Posted Dec 7, 2006 18:41 UTC (Thu) by smoogen (subscriber, #97) [Link] (2 responses)

It falls on deaf-ears because it violates a promise Red Hat made to the customer. That promise is that the tools it provides are stable (as much as possible) for 7 years. Changes when they happen occur because there is no other way to maintain a code set (mozilla->seamonkey) or when API/ABI was broken in the first place and needed fixing OR when something was listed as being changed in the future (additions to the kernel, glibc, and other core utilities but those changes only occur for the first 24-30 months of the product lifetime.)

Now there are problems with this in the case that some tools people want will 'bit-rot' but for other customers they will want that tool stuck for 7 years even if it means that all the new neat stuff aren't there. The problem is that the majority of the money for people wanting to stay with a release over 36 months are in the second category (don't touch anything).

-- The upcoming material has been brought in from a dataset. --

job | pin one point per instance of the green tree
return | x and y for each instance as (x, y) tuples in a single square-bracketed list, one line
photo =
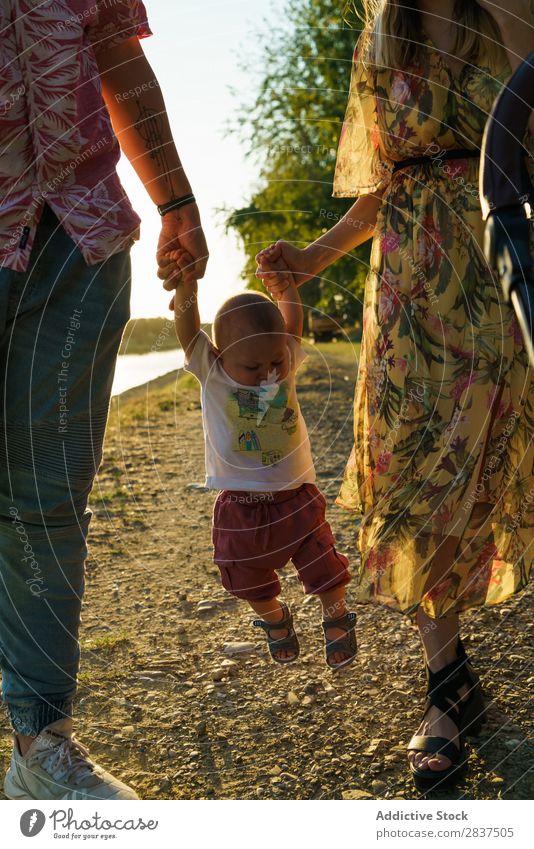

The people who want a stable OS but the latest toys usually upgrade to the next release by 36 months (RHEL_4 in this case).

In your case, this doesnt work as you are sticking with RHEL-3 but need a newer version of spam-assassin.. and so RHEL is not going to be the 'sole' product for you. You could either find another distribution, or you could find a consultant company that has alternatives of needed packages or you could do it yourself.

I've been bitching about this to Red Hat, but there's nothing but deaf ears over there.

Posted Dec 7, 2006 23:41 UTC (Thu) by ronaldcole (guest, #1462) [Link] (1 responses)

Stability my ass. Red Hat has previously lost no sleep in breaking their "promise" and pushing out new features, enabled by default, in their RHEL3 updates (which broke my client's IBM Informix apps)!

"RHEL: it's broken and bitrotted in places, but it's stable. kinda. and that's our promise to you!"

I've been bitching about this to Red Hat, but there's nothing but deaf ears over there.

Posted Dec 8, 2006 4:02 UTC (Fri) by smoogen (subscriber, #97) [Link]

It doesnt matter anymore now that RHEL-3 is in security maintenance mode.

Keeping current with SpamAssassin rules

Posted Dec 7, 2006 12:16 UTC (Thu) by NAR (subscriber, #1313) [Link] (1 responses)

More worrisome, however, is the fact that the update mechanism allows for plugins to be distributed, leading to potential arbitrary code execution.

I guess it's true for all kind automated updating of software from non-trustworthy places, not just SA plugins written in perl. I mean if I'd have an "apt-get update; apt-get upgrade -y" from cron and one of the sites listed in the sources.list file is compromised, I could have a similar problem, a trojan sshd or something like that.

Bye,NAR

Keeping current with SpamAssassin rules

Posted Dec 8, 2006 12:11 UTC (Fri) by nix (subscriber, #2304) [Link]

Indeed, but people seem to have the assumption that spam scanners are 'sort of like virus scanners' and so can be updated safely. Because of the existence of plugins and eval rules (which are moved into plugins in 3.2.x), this is not true, but I can see why people might think it is.